Esta experiencia de tan solo una Palabra la vivió Chiara Lubich y así lo cuenta en su Doctrina Espiritual: estábamos en guerra, varias jóvenes y yo en lo oscuro de un lugar cerrado, algo así como un sótano. A la luz de una vela leíamos el testamento de Jesús, su oración por la unidad, lo leíamos entero; aquellas difíciles Palabras parecían iluminarse una a una; teníamos la impresión de comprenderlas y sentimos sobre todo que aquella era la Carta Magna de nuestra vida y de todo lo que estaba por nacer a nuestro alrededor. Qué testimonio para estos tiempos de la Iglesia, esta mujer, que se dejó llevar por el Espíritu junto a otras jóvenes, en un momento tan crítico como el de la Segunda Guerra Mundial, llegando a ser un líder muy significativo para la Iglesia y para la humanidad. Se dejó ganar por la Palabra de Dios, la tomó en serio.

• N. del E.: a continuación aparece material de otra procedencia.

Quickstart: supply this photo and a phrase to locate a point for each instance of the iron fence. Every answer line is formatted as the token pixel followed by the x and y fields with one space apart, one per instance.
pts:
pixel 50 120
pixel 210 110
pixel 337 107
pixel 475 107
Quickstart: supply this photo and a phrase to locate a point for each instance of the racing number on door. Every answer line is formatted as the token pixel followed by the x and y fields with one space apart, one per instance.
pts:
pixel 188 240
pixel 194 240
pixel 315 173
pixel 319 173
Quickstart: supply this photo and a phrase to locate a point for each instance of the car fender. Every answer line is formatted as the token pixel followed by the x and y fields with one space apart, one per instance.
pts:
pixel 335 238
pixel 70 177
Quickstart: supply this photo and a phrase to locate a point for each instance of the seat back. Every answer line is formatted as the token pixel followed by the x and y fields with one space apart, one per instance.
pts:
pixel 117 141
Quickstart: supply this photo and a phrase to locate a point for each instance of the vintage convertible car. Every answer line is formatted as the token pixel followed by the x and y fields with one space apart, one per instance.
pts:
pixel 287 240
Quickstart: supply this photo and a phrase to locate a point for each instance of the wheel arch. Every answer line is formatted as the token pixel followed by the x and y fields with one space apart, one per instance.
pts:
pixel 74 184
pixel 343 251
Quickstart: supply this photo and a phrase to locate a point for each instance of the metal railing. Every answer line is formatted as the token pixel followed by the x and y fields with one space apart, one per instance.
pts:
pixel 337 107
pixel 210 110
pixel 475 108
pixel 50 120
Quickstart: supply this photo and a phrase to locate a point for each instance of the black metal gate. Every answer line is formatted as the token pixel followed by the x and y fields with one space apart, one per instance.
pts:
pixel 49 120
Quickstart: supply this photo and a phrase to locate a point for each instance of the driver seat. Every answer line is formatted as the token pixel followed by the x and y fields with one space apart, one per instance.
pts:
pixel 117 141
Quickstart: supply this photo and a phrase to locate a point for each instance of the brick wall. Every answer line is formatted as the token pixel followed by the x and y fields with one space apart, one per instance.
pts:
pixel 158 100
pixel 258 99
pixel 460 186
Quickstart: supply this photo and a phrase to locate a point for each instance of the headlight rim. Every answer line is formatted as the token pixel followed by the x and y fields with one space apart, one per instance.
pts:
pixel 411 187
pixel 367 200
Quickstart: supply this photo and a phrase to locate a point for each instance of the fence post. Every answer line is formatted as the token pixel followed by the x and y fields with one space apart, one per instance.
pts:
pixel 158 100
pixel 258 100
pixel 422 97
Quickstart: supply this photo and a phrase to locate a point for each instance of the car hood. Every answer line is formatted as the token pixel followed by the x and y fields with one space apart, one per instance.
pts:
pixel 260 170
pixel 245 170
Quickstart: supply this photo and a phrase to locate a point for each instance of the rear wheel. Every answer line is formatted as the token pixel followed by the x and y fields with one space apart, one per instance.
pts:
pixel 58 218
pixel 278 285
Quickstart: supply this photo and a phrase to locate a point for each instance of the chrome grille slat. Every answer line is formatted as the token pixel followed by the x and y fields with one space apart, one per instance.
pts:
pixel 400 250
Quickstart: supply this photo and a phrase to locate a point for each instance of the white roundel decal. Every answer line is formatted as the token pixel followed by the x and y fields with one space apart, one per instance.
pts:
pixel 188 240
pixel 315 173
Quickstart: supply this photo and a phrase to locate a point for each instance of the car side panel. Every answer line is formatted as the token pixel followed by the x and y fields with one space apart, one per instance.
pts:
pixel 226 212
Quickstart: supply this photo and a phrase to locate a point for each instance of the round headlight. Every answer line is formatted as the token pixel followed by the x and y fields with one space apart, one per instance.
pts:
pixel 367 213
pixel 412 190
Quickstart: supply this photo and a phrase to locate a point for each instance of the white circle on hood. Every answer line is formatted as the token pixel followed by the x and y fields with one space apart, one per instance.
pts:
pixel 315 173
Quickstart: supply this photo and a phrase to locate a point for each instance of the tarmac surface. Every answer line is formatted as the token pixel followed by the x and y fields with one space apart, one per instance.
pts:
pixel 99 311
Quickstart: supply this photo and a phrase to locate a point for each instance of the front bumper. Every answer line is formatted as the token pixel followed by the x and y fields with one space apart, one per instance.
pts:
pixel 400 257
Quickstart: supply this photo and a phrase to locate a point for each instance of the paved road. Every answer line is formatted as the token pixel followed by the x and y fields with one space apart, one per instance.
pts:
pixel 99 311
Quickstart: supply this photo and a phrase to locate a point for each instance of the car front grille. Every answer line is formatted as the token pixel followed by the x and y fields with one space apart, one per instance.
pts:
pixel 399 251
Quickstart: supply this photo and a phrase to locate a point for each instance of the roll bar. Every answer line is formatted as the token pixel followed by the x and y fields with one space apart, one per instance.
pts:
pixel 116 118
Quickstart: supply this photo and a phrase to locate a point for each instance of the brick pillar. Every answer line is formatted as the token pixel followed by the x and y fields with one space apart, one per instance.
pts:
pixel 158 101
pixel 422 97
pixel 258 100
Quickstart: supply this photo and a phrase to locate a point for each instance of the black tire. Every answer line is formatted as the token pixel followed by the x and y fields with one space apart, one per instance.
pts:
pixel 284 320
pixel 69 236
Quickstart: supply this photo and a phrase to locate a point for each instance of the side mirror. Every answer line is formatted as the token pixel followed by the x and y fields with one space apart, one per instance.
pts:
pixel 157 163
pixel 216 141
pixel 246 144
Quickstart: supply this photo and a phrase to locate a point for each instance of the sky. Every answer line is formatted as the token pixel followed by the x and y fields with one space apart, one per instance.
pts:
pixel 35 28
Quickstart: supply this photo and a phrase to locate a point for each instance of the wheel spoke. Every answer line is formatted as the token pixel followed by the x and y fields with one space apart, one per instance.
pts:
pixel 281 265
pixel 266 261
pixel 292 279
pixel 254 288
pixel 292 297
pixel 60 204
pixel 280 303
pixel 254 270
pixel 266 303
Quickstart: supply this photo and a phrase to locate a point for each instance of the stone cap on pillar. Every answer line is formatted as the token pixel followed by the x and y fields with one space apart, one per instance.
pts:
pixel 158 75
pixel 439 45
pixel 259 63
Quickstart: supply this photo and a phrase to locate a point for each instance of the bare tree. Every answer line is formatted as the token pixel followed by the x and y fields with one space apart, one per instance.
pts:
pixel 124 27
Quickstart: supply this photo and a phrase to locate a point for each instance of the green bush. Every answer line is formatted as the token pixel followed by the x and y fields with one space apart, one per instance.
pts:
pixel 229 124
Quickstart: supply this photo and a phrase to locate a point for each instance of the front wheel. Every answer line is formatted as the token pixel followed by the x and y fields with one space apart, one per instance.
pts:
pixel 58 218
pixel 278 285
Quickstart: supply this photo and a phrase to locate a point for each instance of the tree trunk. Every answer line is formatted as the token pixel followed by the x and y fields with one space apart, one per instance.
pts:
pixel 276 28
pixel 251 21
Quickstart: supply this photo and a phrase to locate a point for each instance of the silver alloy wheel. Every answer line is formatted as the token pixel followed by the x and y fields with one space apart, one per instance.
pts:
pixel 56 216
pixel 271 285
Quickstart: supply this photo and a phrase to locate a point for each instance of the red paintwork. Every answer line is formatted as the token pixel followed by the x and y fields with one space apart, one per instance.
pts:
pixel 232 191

Las Palabras de Jesús poseen una densidad y profundidad que otras palabras no tienen, sea de filósofos, políticos, poetas. Las Palabras de Jesús son espíritu y vida. A veces, cuando estamos en un brete, la Palabra tiene la posibilidad de ensanchar el alma, abrir el camino por delante, se despierta un gran horizonte ante nosotros. Es Palabra viva, actuante en lo hondo de nuestro ser.

La Palabra tiende puentes

La construcción de la unidad es un trabajo diario. A veces la distancia más larga a recorrer es para articular y unir, para sintonizar lo que pensamos, lo que sentimos en nuestro corazón y lo que actuamos. Hay que tender puentes interiores en el corazón. Y con unidad interior y armonía, poder animarse a invitar a otros a construir los puentes de la humanidad. Ése es el sueño de Dios, una humanidad unida. Debemos tener un corazón inteligente, o una inteligencia amante. Cuando la mente, con su agudeza, se hace amante, hemos logrado establecer la más profunda de las armonías de la unidad en el centro mismo de ser hombre, y así estamos capacitados para llegar hasta donde el Espíritu nos quiera llevar. Esta compaginación de lo que interiormente tenemos desfragmentado, es una ardua tarea de saber cómo estamos nosotros mismos, y entonces dejarnos conducir por Dios. En la paz, el gozo, la alegría, reconocemos que es Dios que nos impulsa. Hay que liberar los espacios más oscuros y lúgubres en nosotros, para que entre la Luz.

 

La experiencia de aquellos que han hecho de la Palabra el gran motivo de su vida, como Chiara Lubich, nos alienta en este sentido. O como Francois Van Thuan, que cuenta: cuando era alumno en el Seminario Menor de Annin, un sacerdote vietnamita, profesor, me hizo comprender la importancia de llevar siempre conmigo el Evangelio. Se había convertido del budismo y provenía de una familia mandarina; era un intelectual: llevaba siempre encima, colgado al cuello, el Nuevo Testamento, como se lleva el viático. Cuando dejó el Seminario para desempeñar otro cargo, me dejó en herencia ese libro, su tesoro más precioso. El ejemplo de este santo sacerdote, que se llamaba José María Thich, siempre vivo en mi corazón, me ayudó mucho en la cárcel durante el período de aislamiento. Aquellos años seguí adelante porque la Palabra de Dios era «antorcha para mis pasos, luz para mi sendero» (cf. Sal 119,105).”